Enabling Operational Flexibility of Power Generation Systems: Novel Experimental Facility for Characterization of Turbine Casing Thermal Field

Abstract Flexible operations comprising rapid startup, shut-down, and high ramp rates are critical in a power system with accelerated renewable penetration. However, it amplifies thermal stresses and impacts plant cyclic life. Novel optimization tools and real-time decision-making processes for fast start-stop cycles are required to minimize these stresses. These tools need validation through hybrid numerical analysis and physical measurements of solid and complex fluid cavity fields. These computationally complex fluid-solid interactions, which affect thermal fields, stresses, and clearances, are neglected as a research field.
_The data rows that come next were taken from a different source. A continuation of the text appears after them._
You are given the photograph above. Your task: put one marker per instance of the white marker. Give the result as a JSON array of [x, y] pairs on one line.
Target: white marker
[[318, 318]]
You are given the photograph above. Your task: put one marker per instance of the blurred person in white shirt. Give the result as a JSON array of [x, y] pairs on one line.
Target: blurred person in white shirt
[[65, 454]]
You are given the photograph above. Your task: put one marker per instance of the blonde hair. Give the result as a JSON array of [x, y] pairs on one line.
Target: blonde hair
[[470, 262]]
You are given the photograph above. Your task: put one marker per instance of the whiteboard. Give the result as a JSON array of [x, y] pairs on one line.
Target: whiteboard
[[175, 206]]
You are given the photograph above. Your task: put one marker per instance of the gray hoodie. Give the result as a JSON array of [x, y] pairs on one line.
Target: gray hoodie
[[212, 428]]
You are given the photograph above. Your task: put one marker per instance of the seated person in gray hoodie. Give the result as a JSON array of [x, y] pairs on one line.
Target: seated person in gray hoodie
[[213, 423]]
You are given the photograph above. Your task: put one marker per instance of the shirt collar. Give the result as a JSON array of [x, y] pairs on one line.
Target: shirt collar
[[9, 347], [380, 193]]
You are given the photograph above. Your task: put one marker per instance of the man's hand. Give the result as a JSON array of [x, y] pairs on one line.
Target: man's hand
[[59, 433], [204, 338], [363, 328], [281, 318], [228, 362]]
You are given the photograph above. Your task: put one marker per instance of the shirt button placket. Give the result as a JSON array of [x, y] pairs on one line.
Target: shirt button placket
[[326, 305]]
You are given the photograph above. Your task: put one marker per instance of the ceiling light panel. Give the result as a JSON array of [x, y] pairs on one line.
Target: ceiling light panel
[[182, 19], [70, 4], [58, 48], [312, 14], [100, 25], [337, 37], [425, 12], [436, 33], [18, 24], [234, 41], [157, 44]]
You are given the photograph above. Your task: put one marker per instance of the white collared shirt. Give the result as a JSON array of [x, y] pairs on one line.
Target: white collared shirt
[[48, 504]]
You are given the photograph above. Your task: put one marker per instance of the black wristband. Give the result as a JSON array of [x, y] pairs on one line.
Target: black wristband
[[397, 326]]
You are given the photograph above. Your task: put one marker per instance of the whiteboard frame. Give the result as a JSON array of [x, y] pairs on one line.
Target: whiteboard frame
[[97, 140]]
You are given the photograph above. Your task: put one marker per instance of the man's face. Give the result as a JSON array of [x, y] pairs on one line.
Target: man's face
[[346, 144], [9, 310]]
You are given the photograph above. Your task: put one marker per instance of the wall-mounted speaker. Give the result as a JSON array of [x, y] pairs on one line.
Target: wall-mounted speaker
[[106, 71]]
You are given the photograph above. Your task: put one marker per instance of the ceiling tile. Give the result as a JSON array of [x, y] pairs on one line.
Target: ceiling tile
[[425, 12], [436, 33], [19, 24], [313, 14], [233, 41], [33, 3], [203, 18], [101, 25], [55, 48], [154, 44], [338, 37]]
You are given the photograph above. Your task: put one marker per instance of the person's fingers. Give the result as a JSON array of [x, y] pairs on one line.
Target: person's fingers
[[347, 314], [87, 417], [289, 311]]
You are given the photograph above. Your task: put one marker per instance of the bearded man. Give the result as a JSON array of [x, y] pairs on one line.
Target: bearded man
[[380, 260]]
In addition, the complex designs of turbine cavities make physical validation measurements of new models difficult. This paper presents a novel turbine casing design facility and dataset as a unique multidomain thermal and flow field validation platform. The Oxford Turbine Casing Rig (OTCR) facility is a realistic turbine casing geometry that accurately measures solid, fluid main flow, and complex cavity fields. It performs steady-state and transient regimes. OTCR is modular and retrofittable for bladed path and gland seals. The internal cavity's dimensionless Grashof and Richardson numbers are comparable to real turbines. Steady and unsteady Reynolds-average Navier–Stokes conjugate heat transfer simulations are performed to predict the OTCR's complex fields. Accurate hybrid measurements and calculations underscore its ability to validate new turbine models. OTCR's design geometry and data are offered as a validation platform to the community, accelerating research and understanding of complex fluid-solid interactions and enabling operational flexibility.